Is my thinking correct?


Solution

  • You can refer to sklearn-document here.

    If you do 3-Fold cross validation,

    • the sklearn will split your dataset to 3 parts. (For example, the 1st part contains 1st-3rd rows, 2nd part contains 4th-6th rows, and so on)
    • sklearn iterate to train new model 3 times with different training set and validation set
      • In the first round, it combine 1st and 2nd part together and use it as training set and test the model with 3rd part.
      • In the second round, it combine 1st and 3rd part together and use it as training set and test the model with 2nd part.
      • and so on.

    So, after using cross-validate, you will get three models. If you want the model objects of each round, you can add parameter return_estimato=True. The result which is the dictionary will have another key named estimator containing the list of estimator of each training.
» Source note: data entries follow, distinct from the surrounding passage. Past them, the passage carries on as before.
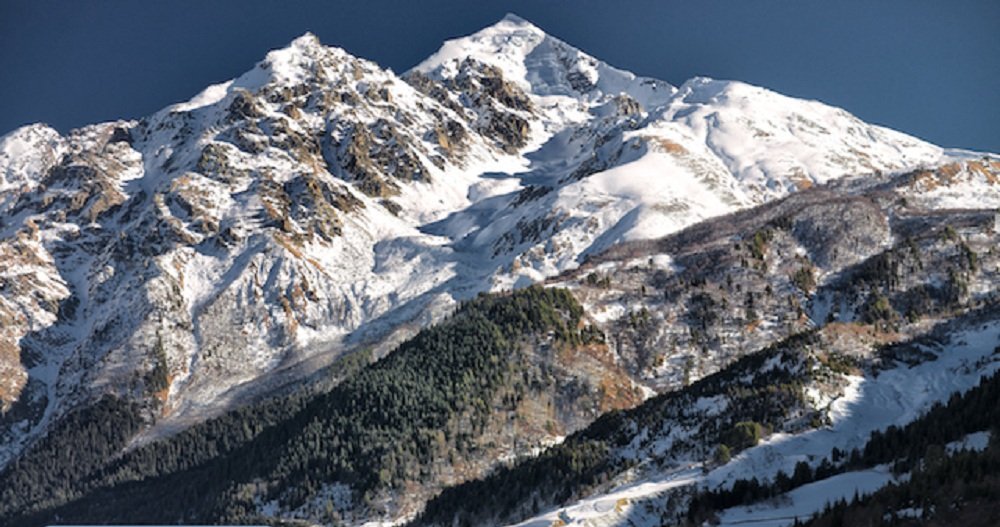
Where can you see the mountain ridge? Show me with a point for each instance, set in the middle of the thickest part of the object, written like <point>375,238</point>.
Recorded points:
<point>236,244</point>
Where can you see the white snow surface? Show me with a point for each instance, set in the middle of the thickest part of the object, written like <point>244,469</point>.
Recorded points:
<point>894,397</point>
<point>258,312</point>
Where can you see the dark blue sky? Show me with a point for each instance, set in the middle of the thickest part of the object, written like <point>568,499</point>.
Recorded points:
<point>931,69</point>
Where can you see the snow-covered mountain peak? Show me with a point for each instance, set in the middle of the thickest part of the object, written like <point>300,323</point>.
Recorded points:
<point>542,65</point>
<point>25,154</point>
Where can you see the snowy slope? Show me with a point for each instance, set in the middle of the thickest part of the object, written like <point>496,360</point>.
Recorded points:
<point>242,240</point>
<point>870,402</point>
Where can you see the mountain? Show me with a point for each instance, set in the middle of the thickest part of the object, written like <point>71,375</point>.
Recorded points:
<point>222,271</point>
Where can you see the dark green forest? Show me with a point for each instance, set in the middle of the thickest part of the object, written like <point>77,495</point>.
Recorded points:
<point>387,424</point>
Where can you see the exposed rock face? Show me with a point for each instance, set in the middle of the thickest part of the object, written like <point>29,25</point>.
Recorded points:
<point>238,243</point>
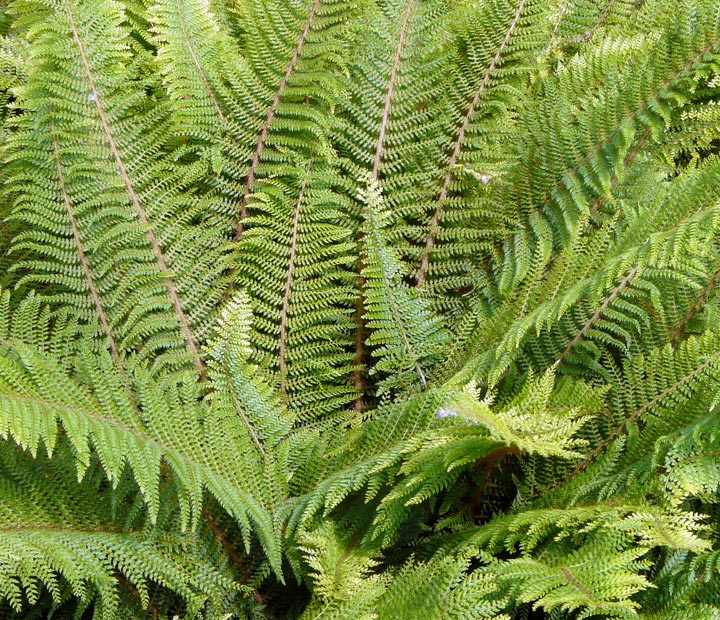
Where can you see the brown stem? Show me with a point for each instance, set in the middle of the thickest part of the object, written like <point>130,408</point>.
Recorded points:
<point>390,91</point>
<point>571,579</point>
<point>679,331</point>
<point>460,138</point>
<point>142,215</point>
<point>599,313</point>
<point>84,264</point>
<point>198,66</point>
<point>288,284</point>
<point>236,560</point>
<point>631,418</point>
<point>272,110</point>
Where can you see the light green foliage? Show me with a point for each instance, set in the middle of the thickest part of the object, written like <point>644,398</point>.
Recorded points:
<point>375,310</point>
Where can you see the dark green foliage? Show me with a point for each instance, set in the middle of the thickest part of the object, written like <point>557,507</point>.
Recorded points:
<point>360,310</point>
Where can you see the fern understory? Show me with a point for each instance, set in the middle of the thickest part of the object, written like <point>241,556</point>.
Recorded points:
<point>371,309</point>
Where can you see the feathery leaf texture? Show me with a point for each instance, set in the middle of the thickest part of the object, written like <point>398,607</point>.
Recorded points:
<point>360,310</point>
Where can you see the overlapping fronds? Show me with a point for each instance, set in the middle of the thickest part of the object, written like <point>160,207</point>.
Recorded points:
<point>360,310</point>
<point>117,233</point>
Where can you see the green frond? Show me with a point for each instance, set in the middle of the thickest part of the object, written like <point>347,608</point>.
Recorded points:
<point>100,416</point>
<point>405,335</point>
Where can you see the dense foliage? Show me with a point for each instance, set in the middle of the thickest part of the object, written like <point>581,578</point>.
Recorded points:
<point>360,309</point>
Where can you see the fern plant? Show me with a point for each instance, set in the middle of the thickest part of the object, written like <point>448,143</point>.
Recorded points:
<point>360,310</point>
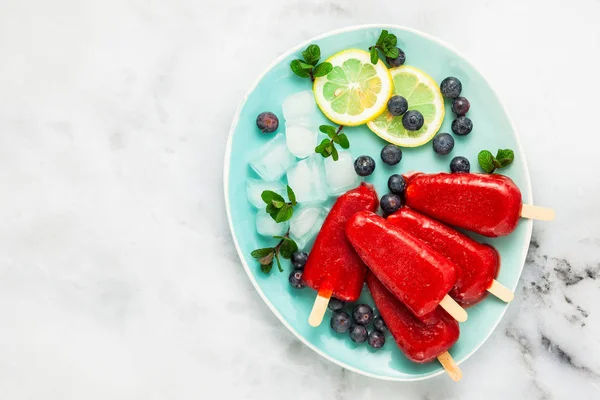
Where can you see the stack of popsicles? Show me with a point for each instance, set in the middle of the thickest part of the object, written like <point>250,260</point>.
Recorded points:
<point>420,270</point>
    from sklearn import datasets, linear_model
    from sklearn.model_selection import cross_validate
    from sklearn.metrics import make_scorer
    from sklearn.metrics import confusion_matrix
    from sklearn.svm import LinearSVC
    diabetes = datasets.load_diabetes()
    X = diabetes.data[:150]
    y = diabetes.target[:150]
    lasso = linear_model.Lasso()
    cv_results = cross_validate(lasso, X, y, cv=3, return_estimator=True)
    print(sorted(cv_results.keys()))
    #Output: ['estimator', 'fit_time', 'score_time', 'test_score']
    cv_results['estimator']
    #Output: [Lasso(), Lasso(), Lasso()]
    

    However, in practice, the cross validation method is used only for testing the model. After you found the good model and parameter setting that give you the high cross-validation score. It will be better if you fit the model with the whole training set again and test the model with the testing set.